Gizmodo reported today that the Microsoft Courier Tablet project has been canceled. The news must have been especially bitter for Gizmodo, as the blog was first to uncover the project and referred to it many times as one that would ship Real Soon Now.
If Gizmodo wants to see why Microsoft canceled Courier, they should read my September 23 column, "Why Microsoft's 'Courier' Tablet Will Never Exist
Even now, Gizmodo seems betrayed and confused by the move, saying that Courier was "compelling," "innovative," and that they "loved" the interface.
The reason Gizmodo loved the "product" so much is that it was a fantasy product, not a real one.

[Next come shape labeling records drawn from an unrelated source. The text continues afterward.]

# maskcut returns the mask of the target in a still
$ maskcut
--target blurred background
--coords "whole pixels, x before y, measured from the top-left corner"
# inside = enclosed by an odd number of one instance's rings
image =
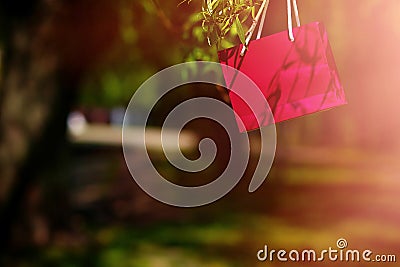
[[[341,237],[351,249],[400,257],[400,2],[298,1],[303,24],[327,28],[349,104],[278,124],[262,187],[247,192],[252,155],[231,193],[195,209],[141,191],[120,144],[142,82],[176,63],[217,61],[201,1],[179,2],[1,1],[0,265],[265,266],[256,258],[265,244],[322,250]],[[286,29],[285,5],[271,1],[264,34]],[[212,86],[185,86],[156,106],[151,125],[196,96],[225,99]],[[196,120],[187,134],[218,140],[207,175],[188,182],[157,148],[156,167],[182,184],[217,177],[227,160],[222,129]],[[187,149],[198,156],[197,144]]]

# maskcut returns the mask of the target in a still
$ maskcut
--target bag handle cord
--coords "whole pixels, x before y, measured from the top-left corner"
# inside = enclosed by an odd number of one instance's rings
[[[264,0],[263,3],[261,4],[261,7],[258,10],[258,13],[257,13],[256,17],[254,18],[250,29],[246,33],[245,45],[243,46],[242,51],[240,52],[241,56],[244,56],[244,54],[245,54],[245,52],[247,50],[247,47],[248,47],[248,45],[250,43],[251,37],[253,36],[254,30],[257,27],[258,21],[260,20],[260,17],[262,16],[261,17],[261,21],[260,21],[260,25],[258,27],[256,40],[261,38],[261,33],[262,33],[262,29],[264,28],[264,23],[265,23],[265,19],[266,19],[269,3],[270,3],[270,0]],[[299,16],[299,9],[298,9],[298,6],[297,6],[297,0],[287,0],[287,17],[288,17],[289,39],[290,39],[291,42],[294,42],[295,38],[294,38],[294,34],[293,34],[292,4],[293,4],[293,10],[294,10],[295,18],[296,18],[297,27],[300,27],[301,24],[300,24],[300,16]]]

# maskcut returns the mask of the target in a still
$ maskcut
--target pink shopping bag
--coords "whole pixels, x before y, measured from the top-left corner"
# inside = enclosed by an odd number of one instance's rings
[[[275,122],[347,103],[324,26],[319,22],[303,25],[293,28],[293,35],[293,42],[287,31],[251,41],[243,56],[243,45],[218,53],[228,89],[235,88],[235,77],[225,65],[255,82],[269,103]],[[233,91],[229,97],[240,131],[271,123],[265,119],[269,111],[252,112]]]

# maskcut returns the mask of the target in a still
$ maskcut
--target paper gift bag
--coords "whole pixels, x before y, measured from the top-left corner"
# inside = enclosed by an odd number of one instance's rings
[[[293,28],[293,35],[293,42],[287,31],[251,41],[243,56],[243,45],[218,53],[228,89],[235,89],[235,76],[225,65],[255,82],[269,103],[275,122],[346,104],[324,26],[319,22],[303,25]],[[271,123],[262,119],[269,111],[252,112],[233,91],[229,96],[236,119],[242,121],[238,121],[240,131]]]

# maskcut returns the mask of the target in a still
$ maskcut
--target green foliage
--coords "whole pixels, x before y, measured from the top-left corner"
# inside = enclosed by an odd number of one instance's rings
[[[190,3],[192,0],[183,2]],[[244,22],[255,17],[256,0],[204,0],[201,12],[202,29],[210,46],[220,47],[231,33],[245,43]]]

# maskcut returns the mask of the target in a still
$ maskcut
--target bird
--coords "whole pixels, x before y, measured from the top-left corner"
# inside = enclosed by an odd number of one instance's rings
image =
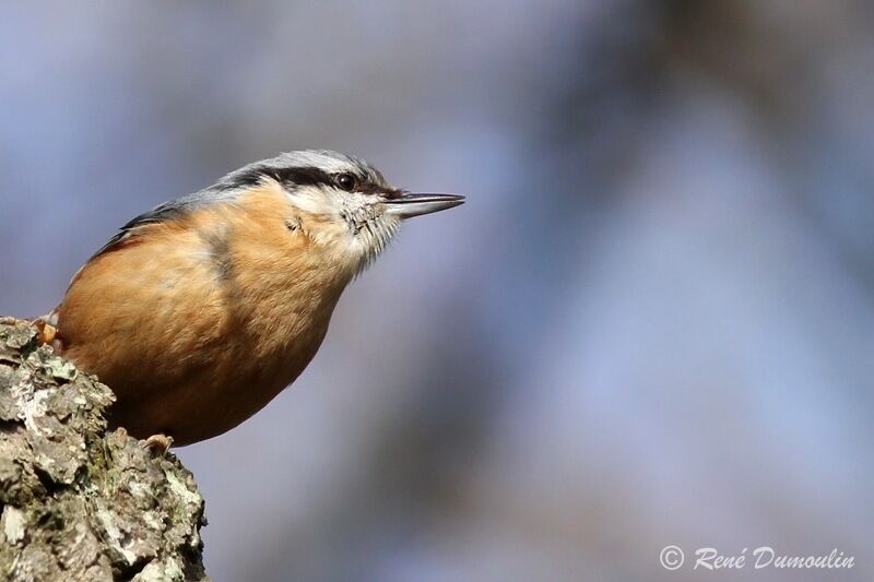
[[[122,226],[40,337],[115,392],[110,428],[163,452],[203,441],[297,379],[402,221],[463,202],[329,150],[255,162]]]

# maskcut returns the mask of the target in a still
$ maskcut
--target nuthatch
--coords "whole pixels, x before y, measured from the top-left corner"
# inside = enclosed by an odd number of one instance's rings
[[[463,200],[330,151],[256,162],[125,225],[43,324],[116,393],[110,425],[160,447],[209,439],[300,375],[401,221]]]

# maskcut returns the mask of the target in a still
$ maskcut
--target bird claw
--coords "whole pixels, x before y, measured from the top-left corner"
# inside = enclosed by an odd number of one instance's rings
[[[55,344],[56,340],[58,338],[58,329],[55,325],[48,323],[43,318],[39,318],[34,320],[34,326],[39,330],[39,336],[37,338],[39,345],[50,345],[51,347],[56,348],[58,347],[58,345]],[[58,342],[58,344],[60,344],[60,342]]]
[[[147,439],[141,441],[143,449],[156,454],[157,456],[165,456],[170,447],[173,447],[173,437],[158,433],[152,435]]]

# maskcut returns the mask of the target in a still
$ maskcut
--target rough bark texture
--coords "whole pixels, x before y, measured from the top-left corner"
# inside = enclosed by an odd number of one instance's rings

It's easy to conjure up product magic when you never have to actually build it.
This is one of the long-standing problems I have with a lot of tech coverage by both blogs and the mainstream media -- they're indifferent to the distinction between an actual, real, shippable product -- say, the Apple iPad -- and the mere idea for a product conjured up with Hollywood special effects like the Microsoft Courier.
I even wrote a column about that phenomenon (centered on the hype that followed Gizmodo's Courier coverage) called "Dispatch From Gadget Fantasy Land
." It makes delightful reading now that it appears the Courier will never exist.
Enough! Let's all call blogs and news organizations on reporting vague ideas as imminent products that will soon be on the market. It's just sloppy reporting.